She can't hook into the fleece and climb it? I keep Sophie's nails pretty well trimmed, but she can climb straight up any shirt that I'm wearing.


----------



## kailey lane

she has never shown interest in trying to climb,i think iv seen others doing that way also.but my girl hasnt as much as stood up to the wall so i guess its different for each hedgieand if this is a concern for you ,you can have the fabric up the wall enough to stop digging but not all the way up.


----------



## simply_claire

Lexxy said:


> Sorry to bring up a dead topic but I'm having this problem with my new baby.
> The biggest issue is, he poops and pees ONLY underneath his fleece. So I'm constantly having to literally scrub [I bought him his own adhesive pad] with unscented hand soap and warm water. Then rinse it with warm water. I am kinda getting tired of doing this every 3- 4 days. Another problem is he'll walk around smear his poos
> 
> ;-; It's getting miserable, and it makes him and his bed smell awful.
> That's another note entirely. Any suggestions on how to make his cage smell less like ammonia..He has 3 sets of fleeces so I can change out and wash the dirty ones, but I'm still getting a bit of an ammonia smell that does seem entirely acceptable for such a little guy.
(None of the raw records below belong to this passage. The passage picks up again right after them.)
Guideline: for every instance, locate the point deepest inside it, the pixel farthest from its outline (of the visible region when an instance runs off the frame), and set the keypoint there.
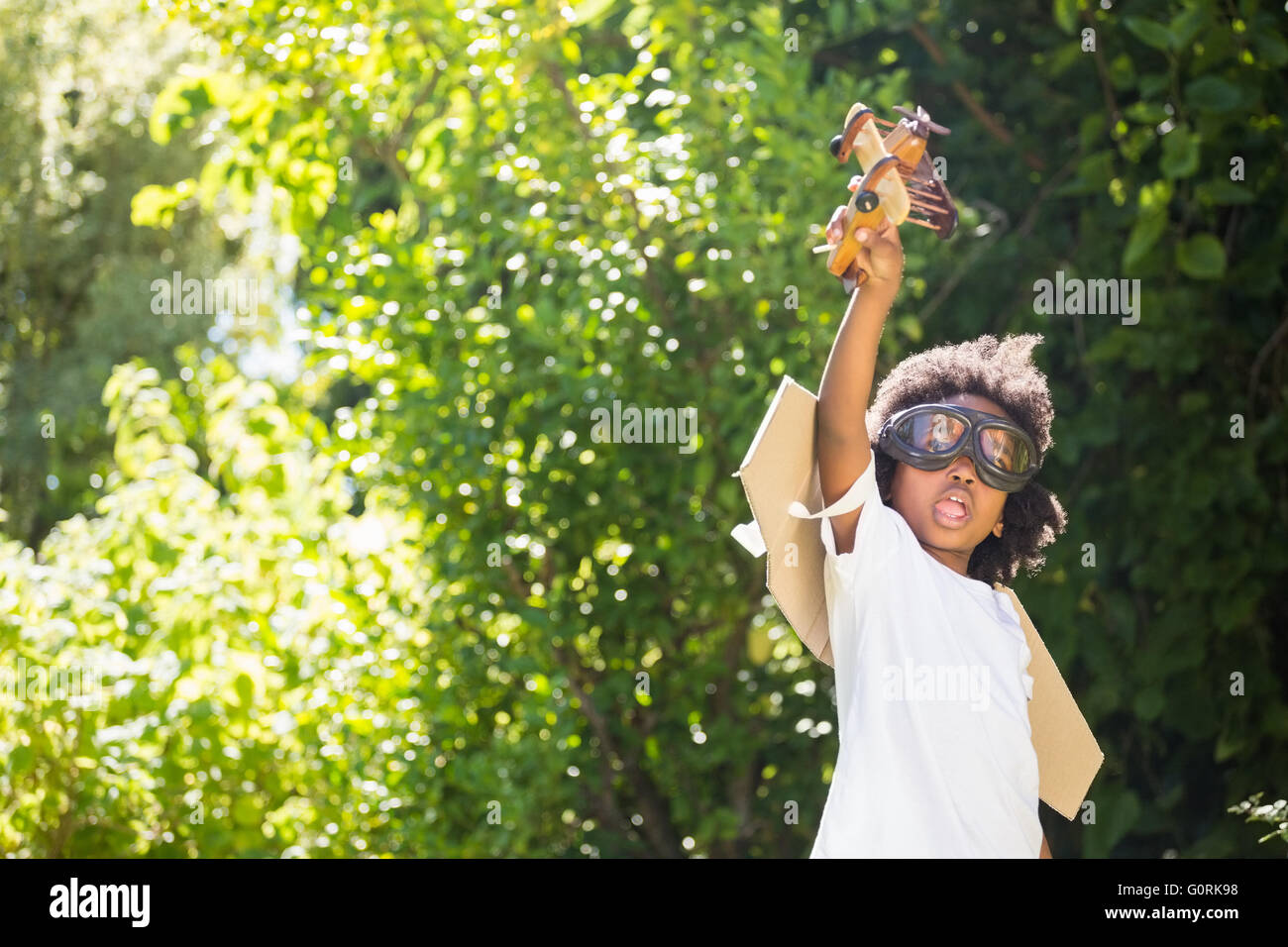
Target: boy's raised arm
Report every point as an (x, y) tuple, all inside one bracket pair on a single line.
[(846, 386)]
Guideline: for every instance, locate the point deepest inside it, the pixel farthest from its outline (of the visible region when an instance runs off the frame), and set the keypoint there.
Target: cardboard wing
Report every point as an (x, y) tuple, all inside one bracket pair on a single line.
[(780, 468)]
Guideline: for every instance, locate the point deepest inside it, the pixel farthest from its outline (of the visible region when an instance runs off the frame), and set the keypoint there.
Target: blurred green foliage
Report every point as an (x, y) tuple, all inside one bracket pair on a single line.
[(404, 604)]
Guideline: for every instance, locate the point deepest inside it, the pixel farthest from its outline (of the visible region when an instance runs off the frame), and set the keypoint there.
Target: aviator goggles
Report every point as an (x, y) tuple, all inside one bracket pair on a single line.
[(930, 437)]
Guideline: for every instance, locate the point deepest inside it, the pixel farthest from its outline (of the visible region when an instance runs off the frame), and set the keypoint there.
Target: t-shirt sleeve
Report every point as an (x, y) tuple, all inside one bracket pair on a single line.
[(876, 536)]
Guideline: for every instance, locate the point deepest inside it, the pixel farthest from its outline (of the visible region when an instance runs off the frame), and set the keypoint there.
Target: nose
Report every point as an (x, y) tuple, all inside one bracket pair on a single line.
[(962, 468)]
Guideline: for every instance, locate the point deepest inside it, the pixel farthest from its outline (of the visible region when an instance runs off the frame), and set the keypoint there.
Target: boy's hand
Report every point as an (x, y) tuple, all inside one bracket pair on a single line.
[(880, 253)]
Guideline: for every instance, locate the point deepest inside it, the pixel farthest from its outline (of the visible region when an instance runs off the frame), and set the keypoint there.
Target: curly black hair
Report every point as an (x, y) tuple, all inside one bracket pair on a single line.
[(1004, 371)]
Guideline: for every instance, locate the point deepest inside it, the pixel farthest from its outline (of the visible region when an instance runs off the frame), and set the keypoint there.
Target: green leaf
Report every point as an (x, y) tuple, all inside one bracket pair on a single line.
[(590, 12), (1180, 154), (1144, 234), (1149, 33), (1185, 26), (154, 206), (1271, 48), (1202, 257), (1224, 192), (245, 689), (1212, 94), (636, 21)]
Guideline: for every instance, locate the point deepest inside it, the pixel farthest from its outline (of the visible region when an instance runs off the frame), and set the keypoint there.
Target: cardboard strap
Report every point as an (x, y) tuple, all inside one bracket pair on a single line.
[(855, 496), (1068, 753)]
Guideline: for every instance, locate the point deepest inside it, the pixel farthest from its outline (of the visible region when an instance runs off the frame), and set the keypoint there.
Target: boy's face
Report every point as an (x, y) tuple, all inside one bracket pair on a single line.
[(943, 528)]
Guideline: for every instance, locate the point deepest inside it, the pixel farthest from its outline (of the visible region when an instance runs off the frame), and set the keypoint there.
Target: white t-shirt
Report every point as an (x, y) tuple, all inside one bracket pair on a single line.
[(936, 754)]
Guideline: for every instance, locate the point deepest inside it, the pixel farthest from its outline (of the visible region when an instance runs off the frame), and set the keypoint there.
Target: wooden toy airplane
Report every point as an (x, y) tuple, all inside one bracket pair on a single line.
[(898, 183)]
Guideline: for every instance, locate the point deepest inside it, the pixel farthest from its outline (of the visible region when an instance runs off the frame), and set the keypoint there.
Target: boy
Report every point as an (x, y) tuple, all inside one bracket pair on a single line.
[(921, 515)]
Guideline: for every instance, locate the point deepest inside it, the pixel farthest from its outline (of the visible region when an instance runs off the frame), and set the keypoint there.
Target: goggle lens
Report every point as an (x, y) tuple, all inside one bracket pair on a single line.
[(1005, 450), (936, 432), (930, 431)]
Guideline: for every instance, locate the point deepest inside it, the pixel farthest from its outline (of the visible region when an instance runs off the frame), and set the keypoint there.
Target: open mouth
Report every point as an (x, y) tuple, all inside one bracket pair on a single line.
[(951, 512)]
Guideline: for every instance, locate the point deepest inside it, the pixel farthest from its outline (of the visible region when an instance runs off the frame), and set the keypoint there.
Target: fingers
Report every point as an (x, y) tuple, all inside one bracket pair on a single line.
[(836, 226)]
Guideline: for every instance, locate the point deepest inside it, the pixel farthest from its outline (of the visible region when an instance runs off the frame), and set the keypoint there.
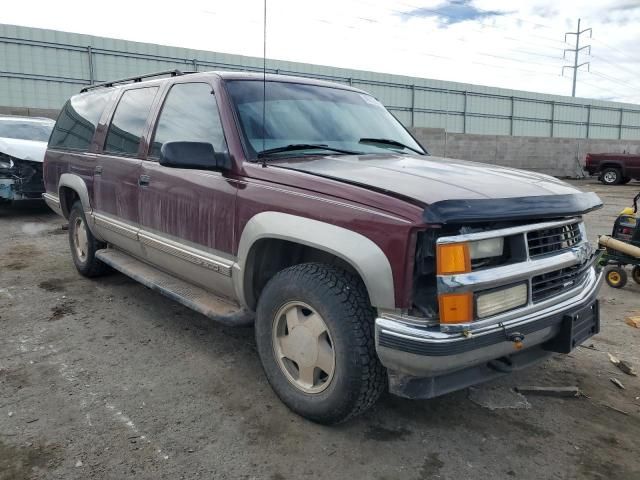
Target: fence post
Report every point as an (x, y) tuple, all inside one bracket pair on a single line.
[(511, 118), (92, 78), (413, 105), (620, 127), (464, 114)]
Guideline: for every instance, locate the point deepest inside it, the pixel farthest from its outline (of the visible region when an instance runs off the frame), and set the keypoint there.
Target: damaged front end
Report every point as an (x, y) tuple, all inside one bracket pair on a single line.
[(20, 179)]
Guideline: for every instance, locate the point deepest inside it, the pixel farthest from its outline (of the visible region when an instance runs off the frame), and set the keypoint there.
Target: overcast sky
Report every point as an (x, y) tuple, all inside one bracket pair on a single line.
[(504, 43)]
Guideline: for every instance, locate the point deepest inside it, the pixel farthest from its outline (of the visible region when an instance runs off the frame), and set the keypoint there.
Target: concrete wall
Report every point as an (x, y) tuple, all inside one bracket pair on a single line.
[(42, 68), (560, 157)]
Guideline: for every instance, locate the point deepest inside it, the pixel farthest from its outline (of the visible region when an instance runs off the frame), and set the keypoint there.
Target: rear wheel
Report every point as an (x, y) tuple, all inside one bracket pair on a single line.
[(84, 245), (611, 176), (315, 337), (616, 277)]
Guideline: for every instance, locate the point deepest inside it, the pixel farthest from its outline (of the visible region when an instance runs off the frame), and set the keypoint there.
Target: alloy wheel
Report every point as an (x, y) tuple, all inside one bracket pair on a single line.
[(303, 347)]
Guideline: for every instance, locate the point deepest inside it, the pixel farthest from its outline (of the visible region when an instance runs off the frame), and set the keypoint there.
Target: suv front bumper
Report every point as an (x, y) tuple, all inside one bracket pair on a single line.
[(424, 362)]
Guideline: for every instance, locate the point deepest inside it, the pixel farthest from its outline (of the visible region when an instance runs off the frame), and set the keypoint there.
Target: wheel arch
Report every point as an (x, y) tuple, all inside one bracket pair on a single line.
[(298, 238), (70, 188), (612, 164)]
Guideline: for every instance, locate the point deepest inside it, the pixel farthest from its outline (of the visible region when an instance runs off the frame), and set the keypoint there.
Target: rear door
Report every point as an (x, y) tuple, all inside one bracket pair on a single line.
[(186, 215), (117, 170)]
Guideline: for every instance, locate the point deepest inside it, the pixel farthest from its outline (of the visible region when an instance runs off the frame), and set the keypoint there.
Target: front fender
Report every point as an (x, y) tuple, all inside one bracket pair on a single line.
[(355, 249), (78, 185)]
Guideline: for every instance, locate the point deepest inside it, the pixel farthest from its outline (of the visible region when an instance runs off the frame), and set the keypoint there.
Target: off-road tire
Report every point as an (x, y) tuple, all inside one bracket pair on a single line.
[(341, 299), (635, 274), (90, 266), (611, 176), (616, 277)]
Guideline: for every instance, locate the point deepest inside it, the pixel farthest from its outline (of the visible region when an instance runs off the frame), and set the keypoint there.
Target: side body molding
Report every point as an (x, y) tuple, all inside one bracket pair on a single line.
[(357, 250)]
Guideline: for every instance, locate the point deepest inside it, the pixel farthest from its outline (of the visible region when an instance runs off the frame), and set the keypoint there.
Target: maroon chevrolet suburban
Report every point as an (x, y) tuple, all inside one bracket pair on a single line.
[(613, 168), (306, 209)]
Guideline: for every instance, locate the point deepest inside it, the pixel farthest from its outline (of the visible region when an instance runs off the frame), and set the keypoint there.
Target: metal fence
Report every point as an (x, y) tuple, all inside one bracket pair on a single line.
[(42, 68)]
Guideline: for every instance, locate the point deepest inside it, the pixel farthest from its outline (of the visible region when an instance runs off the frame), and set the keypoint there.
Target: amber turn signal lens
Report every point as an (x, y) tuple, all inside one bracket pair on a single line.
[(456, 307), (453, 258)]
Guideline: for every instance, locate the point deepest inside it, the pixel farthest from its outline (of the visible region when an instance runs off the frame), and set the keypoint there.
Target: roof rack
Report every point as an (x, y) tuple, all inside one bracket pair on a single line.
[(137, 78)]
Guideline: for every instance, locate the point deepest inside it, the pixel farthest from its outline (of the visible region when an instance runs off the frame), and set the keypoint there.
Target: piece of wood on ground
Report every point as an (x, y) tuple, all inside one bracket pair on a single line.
[(614, 408), (633, 321), (617, 383), (622, 365), (571, 391)]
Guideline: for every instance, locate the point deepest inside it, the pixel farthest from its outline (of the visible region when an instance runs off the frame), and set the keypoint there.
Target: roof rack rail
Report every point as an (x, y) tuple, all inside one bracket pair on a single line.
[(137, 78)]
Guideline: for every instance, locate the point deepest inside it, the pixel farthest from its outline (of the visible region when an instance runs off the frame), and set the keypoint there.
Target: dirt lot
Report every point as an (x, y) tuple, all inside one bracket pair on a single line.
[(106, 379)]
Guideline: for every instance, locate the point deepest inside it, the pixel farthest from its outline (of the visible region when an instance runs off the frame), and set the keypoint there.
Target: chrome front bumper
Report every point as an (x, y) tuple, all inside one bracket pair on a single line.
[(427, 351)]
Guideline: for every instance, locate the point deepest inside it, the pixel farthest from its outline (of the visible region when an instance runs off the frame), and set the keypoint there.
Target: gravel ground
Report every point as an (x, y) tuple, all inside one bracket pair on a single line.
[(107, 379)]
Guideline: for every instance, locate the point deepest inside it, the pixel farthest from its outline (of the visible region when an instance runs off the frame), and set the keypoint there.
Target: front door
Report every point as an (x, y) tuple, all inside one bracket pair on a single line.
[(187, 216), (117, 171)]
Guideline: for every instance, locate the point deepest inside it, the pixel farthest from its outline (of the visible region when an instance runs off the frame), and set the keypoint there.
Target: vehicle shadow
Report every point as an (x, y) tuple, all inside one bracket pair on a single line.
[(24, 208)]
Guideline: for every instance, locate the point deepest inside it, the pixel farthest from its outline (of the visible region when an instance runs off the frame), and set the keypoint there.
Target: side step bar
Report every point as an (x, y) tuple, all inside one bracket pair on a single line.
[(191, 296)]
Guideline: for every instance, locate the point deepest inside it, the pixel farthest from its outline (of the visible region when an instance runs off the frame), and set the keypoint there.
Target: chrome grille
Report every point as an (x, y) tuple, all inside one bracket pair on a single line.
[(549, 240), (554, 283)]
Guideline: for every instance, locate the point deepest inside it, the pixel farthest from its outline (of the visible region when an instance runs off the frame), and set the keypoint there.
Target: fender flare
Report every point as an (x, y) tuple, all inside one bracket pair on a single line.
[(78, 185), (357, 250), (612, 164)]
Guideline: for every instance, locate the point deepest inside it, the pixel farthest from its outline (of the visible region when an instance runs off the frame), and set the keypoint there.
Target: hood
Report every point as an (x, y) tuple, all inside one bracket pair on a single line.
[(431, 179), (23, 149), (455, 191)]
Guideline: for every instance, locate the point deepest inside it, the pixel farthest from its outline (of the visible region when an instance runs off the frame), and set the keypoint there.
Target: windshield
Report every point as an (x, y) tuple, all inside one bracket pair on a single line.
[(314, 115), (25, 129)]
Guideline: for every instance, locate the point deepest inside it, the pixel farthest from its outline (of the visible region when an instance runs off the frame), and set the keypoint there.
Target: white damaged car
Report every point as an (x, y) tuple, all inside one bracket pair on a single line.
[(23, 142)]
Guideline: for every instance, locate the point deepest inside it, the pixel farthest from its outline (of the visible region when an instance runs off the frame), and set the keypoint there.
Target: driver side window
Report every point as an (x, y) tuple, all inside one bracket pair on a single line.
[(189, 114)]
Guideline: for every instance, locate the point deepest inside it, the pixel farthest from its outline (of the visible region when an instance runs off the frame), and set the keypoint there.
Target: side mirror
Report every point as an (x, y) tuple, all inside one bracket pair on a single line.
[(196, 155)]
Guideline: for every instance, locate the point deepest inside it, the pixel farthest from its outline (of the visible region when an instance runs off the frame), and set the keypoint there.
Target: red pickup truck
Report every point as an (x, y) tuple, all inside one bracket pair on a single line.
[(613, 168)]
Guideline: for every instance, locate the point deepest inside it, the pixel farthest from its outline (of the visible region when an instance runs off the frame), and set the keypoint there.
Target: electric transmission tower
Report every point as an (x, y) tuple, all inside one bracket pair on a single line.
[(576, 52)]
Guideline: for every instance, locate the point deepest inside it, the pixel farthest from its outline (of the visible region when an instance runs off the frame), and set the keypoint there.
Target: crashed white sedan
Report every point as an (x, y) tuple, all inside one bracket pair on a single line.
[(23, 141)]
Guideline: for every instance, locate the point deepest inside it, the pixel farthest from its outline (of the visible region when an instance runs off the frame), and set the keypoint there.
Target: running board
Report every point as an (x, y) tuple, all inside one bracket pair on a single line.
[(189, 295)]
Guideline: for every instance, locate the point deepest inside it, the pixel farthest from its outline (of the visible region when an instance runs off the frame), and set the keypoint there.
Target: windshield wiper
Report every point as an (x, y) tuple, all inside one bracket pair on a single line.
[(302, 146), (388, 141)]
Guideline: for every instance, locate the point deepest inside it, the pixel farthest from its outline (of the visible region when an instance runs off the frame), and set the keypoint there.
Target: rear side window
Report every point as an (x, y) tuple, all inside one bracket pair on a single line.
[(128, 121), (78, 120), (189, 114)]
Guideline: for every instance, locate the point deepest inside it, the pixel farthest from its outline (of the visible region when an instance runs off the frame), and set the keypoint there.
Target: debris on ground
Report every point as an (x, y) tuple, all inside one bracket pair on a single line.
[(570, 391), (633, 321), (617, 383), (622, 365), (614, 408), (497, 397)]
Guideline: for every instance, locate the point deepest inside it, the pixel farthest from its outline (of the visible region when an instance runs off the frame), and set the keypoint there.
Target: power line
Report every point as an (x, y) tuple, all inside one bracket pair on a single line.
[(576, 52)]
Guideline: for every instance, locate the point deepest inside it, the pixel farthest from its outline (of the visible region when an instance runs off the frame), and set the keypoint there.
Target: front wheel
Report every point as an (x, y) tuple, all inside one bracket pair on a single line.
[(611, 176), (635, 274), (84, 245), (616, 277), (315, 337)]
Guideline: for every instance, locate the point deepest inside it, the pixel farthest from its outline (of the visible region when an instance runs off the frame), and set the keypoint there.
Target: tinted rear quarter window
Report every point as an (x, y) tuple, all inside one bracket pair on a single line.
[(78, 120), (189, 114), (129, 119)]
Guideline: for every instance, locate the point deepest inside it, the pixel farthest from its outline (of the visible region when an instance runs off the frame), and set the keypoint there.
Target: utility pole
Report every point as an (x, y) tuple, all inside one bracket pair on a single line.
[(576, 52)]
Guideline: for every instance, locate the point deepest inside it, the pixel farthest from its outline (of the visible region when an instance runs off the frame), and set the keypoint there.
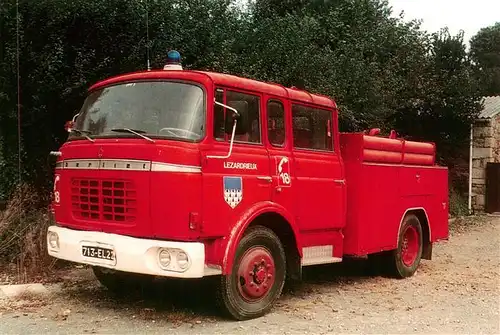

I don't have any problem with the smell of my hedgehog's cage... but lately what I have been doing to avoid him from going digging under his fleece lining, I've taken the sides of his fleece and actually taped the sides of fleece so he can't dig or pull under them. The velcro seemed to be weak or he'd always find a way to get under. But after using the tape to close up those edges he hasn't been able to dig under, and he's now sleeping in his igloo  I just hope after a while he gets use to the habit of using his igloo instead of digging under his lining!


----------



## Hedgehogl2

*I need help to*

my hedgehog is also trying to burrow under but my problem is 
1. my hedgie is strong so I can't tape it down
2. We are using a towel because we don't know where to get all this stuff and because it to expensive for me and my family we have enough for normal stuff wheel we gave her a long rag for a bed (we just ordered a real bed for her) food dish and food water dish and of course water the hedgehog litter box my daughter is very committed to this animal and begged for it for a year she is 13 and does everything herself with no help and i dont want to take it away so any suggestions on what to do besides giving it away she has been saving up but she only came in with $2 because shoveling snow isnt the biggest money maker where we live if tape will still work please tell me she is sacred that we will have to give it away


----------



## SquirtleSquirt

Please don't post on old threads. This thread is 6 years old.


----------



## belties

Hedgies like to hide in dark places .It makes them feel safe.Ours has a small cardboard box for a house and sleeps in it every day.She has a wash cloth that she pulls in the front of it for a front door.She liner dove one time until I raised the temp a little higher and hasn't since.Do you have a heat source for yours? It may be cold and just looking to stay warmer. As for liners we took a cheap fleece blanket and cut it in pieces to fit her bins. Just be sure it does dot unravel and have loose strings on it that can rap around their feet. We may get in trouble for posting on an old thread so next time just ask on a new topic .


----------



## nikki

As already mentioned do not post on old threads.


----------